Carrefour : au bonheur des actionnaires

24 Janvier 2018

Le nouveau PDG du groupe Carrefour, Alexandre Bompard, vient de présenter son plan d’économies de deux milliards d’euros et de restructuration.

On savait déjà, depuis cet été, qu’il devait y avoir 2 400 suppressions d’emplois, principalement dans les services centraux. Mais, avec cette dernière annonce, il est évident que tous les employés sont visés.

Non seulement Bompard annonce supprimer directement ces 2 400 emplois, mais en plus les 273 magasins de l’enseigne Dia, rachetés en 2014, seront vendus, ou fermés s’ils ne trouvent pas de repreneur. Et cinq supermarchés Carrefour doivent être mis en location-gérance, le groupe s’en débarrassant en les confiant à un gérant qui lui versera une redevance. Pour les travailleurs, qui ne feront plus partie du groupe, cela signifiera le risque de perdre la mutuelle, les réductions sur les achats et des primes qui peuvent représenter jusqu’à deux mois et demi de salaire annuel.

Le groupe Carrefour ayant vu légèrement chuter ses bénéfices – tout de même un peu plus d’un milliard d’euros –, ses actionnaires avaient chargé Bompard de redresser la situation. Celui-ci s’était déjà illustré par le passé en décidant des plans de destruction massive d’emplois, œuvrant à la Fnac, puis chez Darty après la fusion des deux enseignes.

À la Fnac, selon la CGT-Commerce, il y a eu l’équivalent de 1 350 postes en moins en magasin. Grâce à quoi l’action a grimpé, Bompard empochant au passage 11,5 millions d’euros en 2015 et 13,8 millions d’euros en 2016. On comprend pourquoi, avant son arrivée chez Carrefour, une pétition contre sa venue a recueilli des milliers de signatures parmi le personnel.

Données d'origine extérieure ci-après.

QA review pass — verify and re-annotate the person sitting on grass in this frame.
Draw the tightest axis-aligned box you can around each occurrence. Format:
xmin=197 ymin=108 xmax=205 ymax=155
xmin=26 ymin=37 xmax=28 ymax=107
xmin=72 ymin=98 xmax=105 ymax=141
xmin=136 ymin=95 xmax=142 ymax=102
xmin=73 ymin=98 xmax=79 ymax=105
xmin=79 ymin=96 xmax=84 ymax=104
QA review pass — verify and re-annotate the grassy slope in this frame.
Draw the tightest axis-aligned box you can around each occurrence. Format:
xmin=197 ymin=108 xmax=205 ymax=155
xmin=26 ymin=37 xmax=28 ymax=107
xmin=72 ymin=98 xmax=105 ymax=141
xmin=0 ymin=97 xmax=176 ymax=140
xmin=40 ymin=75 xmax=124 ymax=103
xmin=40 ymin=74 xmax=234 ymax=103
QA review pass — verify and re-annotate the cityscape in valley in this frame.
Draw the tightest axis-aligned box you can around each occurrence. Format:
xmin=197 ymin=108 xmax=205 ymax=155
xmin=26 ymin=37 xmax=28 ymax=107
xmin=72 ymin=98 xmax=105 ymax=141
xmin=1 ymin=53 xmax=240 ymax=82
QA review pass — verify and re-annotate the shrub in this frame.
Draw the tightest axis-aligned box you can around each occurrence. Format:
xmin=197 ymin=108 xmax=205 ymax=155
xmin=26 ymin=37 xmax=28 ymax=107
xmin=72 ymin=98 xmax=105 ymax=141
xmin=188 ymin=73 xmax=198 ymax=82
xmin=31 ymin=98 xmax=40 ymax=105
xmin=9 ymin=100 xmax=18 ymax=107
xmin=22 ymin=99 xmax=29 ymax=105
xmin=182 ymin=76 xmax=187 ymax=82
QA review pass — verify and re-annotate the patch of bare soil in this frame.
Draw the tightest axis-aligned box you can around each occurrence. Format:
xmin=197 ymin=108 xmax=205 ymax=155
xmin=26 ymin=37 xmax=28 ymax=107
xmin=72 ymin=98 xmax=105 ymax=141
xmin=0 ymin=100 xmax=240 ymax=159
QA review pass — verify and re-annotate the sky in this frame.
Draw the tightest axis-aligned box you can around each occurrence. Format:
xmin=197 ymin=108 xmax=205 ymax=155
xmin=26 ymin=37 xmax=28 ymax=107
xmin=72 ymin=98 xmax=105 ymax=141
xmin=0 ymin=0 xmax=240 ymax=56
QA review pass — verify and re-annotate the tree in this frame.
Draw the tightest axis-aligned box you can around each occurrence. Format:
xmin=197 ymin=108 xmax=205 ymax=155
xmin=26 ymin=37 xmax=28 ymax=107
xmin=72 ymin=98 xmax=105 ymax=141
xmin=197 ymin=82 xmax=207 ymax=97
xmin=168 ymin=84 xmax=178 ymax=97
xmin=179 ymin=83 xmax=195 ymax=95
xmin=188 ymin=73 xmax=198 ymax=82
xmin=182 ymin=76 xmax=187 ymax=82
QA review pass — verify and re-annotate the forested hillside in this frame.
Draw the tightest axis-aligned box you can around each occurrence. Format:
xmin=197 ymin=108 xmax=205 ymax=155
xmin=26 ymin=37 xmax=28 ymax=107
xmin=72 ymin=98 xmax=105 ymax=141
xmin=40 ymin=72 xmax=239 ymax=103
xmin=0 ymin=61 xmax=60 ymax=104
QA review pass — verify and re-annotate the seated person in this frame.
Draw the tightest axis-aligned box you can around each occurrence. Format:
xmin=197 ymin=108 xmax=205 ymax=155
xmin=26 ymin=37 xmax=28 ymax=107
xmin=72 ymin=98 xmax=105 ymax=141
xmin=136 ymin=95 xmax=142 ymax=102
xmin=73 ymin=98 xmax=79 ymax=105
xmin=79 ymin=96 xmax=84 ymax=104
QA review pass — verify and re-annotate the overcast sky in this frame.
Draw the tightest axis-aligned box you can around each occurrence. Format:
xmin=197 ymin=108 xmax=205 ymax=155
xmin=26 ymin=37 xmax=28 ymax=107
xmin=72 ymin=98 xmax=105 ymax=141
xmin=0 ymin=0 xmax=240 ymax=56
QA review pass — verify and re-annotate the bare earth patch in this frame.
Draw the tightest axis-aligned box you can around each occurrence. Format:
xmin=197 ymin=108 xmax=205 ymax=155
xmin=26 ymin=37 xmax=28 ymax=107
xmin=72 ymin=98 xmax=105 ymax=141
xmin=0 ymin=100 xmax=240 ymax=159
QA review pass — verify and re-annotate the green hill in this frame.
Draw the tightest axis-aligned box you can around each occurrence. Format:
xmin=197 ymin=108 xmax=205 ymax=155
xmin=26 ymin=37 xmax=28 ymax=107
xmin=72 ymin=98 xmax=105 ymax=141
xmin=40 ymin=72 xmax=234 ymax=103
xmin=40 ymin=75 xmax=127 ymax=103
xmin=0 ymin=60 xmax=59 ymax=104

Dès l’annonce du plan Bompard, le 23 janvier, l’action Carrefour a grimpé de 6 % ! Les actionnaires doivent être ravis. Mais à l’hypermarché Carrefour de Château-Thierry, qui est menacé de passer en location-gérance, le personnel s’est mis largement en grève, entraînant des salariés d’autres magasins de la région. C’est l’exemple à suivre, car c’est le seul moyen de s’opposer aux plans de Carrefour.